Teachers told to hold ‘celebratory’ events to welcome trans students’ transitions
Schools have been told to celebrate trans students who are transitioning with cake and an “upbeat” message.
Attendees at the Association of Teachers and Lecturers conference this week were also urged to familiarise students with the facilities matching their gender identity before they transitioned.
Trans activist Terry Reed, who set up the Gender Identity Research and Education Society with her husband Bernard after their daughter transitioned in the 90s, added that acceptance was key.
But the reaction of teachers should be more positive than basic tolerance, she said.
“It doesn’t have to be cake,” she said. “It’s just making it an upbeat, ‘we’re absolutely behind you and with you’ message immediately, so that it doesn’t get downbeat.”

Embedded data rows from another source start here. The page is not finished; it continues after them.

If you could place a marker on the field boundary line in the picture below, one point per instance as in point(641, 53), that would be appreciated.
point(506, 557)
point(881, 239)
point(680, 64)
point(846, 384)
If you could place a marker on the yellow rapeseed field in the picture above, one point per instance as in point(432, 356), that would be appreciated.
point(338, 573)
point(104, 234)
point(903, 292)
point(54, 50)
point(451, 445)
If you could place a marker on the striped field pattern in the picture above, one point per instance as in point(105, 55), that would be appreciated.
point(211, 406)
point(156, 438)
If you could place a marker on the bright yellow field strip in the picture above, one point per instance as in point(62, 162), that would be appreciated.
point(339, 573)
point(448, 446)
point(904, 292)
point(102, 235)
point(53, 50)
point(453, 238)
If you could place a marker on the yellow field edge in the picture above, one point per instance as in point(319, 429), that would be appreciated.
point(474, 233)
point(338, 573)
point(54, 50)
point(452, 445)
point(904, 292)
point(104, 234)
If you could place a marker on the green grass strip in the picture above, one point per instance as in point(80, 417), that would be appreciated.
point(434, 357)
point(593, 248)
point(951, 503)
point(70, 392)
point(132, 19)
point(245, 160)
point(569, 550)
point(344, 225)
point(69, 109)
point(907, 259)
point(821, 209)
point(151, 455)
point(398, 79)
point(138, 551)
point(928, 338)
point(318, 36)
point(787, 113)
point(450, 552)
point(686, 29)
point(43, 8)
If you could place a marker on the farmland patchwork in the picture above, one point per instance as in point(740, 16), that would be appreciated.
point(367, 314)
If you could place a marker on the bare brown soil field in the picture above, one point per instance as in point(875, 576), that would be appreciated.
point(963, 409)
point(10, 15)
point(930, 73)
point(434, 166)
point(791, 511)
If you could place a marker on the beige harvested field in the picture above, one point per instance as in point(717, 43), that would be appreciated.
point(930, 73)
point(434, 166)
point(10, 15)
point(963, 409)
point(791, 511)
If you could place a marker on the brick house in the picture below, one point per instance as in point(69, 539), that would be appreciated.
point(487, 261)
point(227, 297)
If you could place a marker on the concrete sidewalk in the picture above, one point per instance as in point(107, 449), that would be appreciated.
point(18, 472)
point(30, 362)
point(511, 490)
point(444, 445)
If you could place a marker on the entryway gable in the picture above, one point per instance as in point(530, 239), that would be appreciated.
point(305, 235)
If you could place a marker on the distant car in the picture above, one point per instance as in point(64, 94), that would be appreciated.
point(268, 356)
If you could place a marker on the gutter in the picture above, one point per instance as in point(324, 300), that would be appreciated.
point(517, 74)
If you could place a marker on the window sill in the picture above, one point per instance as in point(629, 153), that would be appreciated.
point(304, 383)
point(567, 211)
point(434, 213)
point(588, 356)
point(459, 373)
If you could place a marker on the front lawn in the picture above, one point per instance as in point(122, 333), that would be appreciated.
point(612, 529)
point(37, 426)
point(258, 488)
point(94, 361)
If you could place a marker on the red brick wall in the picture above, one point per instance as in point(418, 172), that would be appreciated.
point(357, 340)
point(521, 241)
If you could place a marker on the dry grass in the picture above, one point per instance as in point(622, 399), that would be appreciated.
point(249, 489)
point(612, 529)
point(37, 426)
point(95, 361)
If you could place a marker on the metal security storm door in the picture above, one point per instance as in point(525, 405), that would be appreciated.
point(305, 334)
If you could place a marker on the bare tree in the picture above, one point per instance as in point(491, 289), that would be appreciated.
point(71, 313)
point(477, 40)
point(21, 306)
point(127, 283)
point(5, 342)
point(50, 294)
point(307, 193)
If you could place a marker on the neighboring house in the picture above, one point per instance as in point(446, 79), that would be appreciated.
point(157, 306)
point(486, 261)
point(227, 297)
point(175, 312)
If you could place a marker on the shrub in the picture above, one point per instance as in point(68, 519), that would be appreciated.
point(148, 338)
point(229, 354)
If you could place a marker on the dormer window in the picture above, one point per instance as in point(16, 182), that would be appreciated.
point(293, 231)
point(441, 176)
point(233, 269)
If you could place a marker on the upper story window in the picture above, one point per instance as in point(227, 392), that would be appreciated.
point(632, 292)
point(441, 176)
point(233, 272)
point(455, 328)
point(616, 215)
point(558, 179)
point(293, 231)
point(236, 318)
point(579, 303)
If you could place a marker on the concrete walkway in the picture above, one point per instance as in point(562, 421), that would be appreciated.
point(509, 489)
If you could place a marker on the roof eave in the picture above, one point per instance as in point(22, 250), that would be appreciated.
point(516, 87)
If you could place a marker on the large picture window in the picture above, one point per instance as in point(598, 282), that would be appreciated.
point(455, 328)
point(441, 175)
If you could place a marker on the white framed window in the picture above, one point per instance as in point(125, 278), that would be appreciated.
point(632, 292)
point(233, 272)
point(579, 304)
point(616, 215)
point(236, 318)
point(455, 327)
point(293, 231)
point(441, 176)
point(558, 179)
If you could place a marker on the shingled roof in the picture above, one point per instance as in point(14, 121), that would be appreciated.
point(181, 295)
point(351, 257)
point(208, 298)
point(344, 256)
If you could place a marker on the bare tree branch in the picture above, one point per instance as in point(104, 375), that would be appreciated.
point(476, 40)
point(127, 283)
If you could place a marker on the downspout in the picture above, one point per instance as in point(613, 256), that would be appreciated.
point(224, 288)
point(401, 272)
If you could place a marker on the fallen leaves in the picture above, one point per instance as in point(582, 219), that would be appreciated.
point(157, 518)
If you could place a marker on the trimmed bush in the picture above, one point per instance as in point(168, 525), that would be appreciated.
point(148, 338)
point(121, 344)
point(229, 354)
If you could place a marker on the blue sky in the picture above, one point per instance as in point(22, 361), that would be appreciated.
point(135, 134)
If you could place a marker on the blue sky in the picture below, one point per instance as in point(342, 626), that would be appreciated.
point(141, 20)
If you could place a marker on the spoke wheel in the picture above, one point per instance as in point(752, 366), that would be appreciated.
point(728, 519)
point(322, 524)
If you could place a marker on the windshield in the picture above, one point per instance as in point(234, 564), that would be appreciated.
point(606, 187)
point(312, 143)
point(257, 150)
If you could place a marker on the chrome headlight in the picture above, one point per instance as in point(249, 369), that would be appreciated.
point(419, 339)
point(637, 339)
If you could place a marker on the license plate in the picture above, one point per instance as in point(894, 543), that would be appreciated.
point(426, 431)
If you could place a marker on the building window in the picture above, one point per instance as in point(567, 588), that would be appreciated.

Terry and Bernard Reed were both given Orders of the British Empire in the 2010 Queen’s Birthday Honours list.
In her speech to those at the three-day conference in Liverpool – which had 500 delegates sign up to attend – Reed also called on teachers and lecturers to prepare for having a trans student in their class.
“Five years ago, hardly anyone in school or in university would come across a young trans person, but it’s changed substantially.”
She said the “huge” recent rise in the number of people coming out as trans and or non-binary was down to changing attitudes which had led to a more accepting atmosphere across the country.
And she encouraged those at the conference to get on board with this movement, which included introducing trans students to toilets of their gender identity before they use them.
“If there are still boys’ and girls’ toilets and she’s going to be using the girls’ toilets, it’s quite helpful just to familiarise her before that actually happens,” Reed said.
“Take her in when there’s nobody else there and let her look around so that she feels familiar with the surroundings.”
Reed warned the teachers and lecturers that parents, rather than children, were the ones likelier to cause problems for trans pupils.
“If other parents are going to be told, this is a much trickier issue – parents are always the worry aren’t they? The kids are okay,” she said.
“If they’re going to be told, again it needs to be done in a positive, well-informed way.”
Teachers should tell “parents that ‘this is not catching,’” she remarked.
“It is true that sometimes the children will copy the other (trans) children for fun, just to experiment a bit, but if they’re not trans it’s not going to stick,” she said.
Reed also called on schools to avoid separating boys and girls where possible to achieve what she called “gender blurring”.
In sport, “no distinctions are necessary” before puberty, she said, adding that schools should take a “commonsense” approach after this, based on “fairness and risk”.
She emphasised that there must be “zero tolerance for transphobic behaviour”.
The activist also said schools and teachers should think about how to include trans issues in their curriculum.
Attendees at the conference also passed a motion on Tuesday to “lobby the Government to produce updated guidance that includes discussion of hate crime”.
Last month, students at Hull University were told to use gender-neutral terms in their essays, or face being marked down.
Meanwhile in the US, fights over trans youths’ access to locker rooms and toilets are going on all over the country, exacerbated by Trump’s decision to reverse Obama’s transgender bathroom protections.
Since Trump’s election, battles have been fought in Missouri and Ohio, while in Oregon, a death threat was scrawled on the wall of a gender-neutral bathroom.
In Wisconsin, teenager Ash Whitaker is set to take on his school district in a federal appeals court.
He alleged he was discriminated against by the district’s bathroom policy, which he said required trans students to use the wrong bathroom and to identify themselves with green bracelets.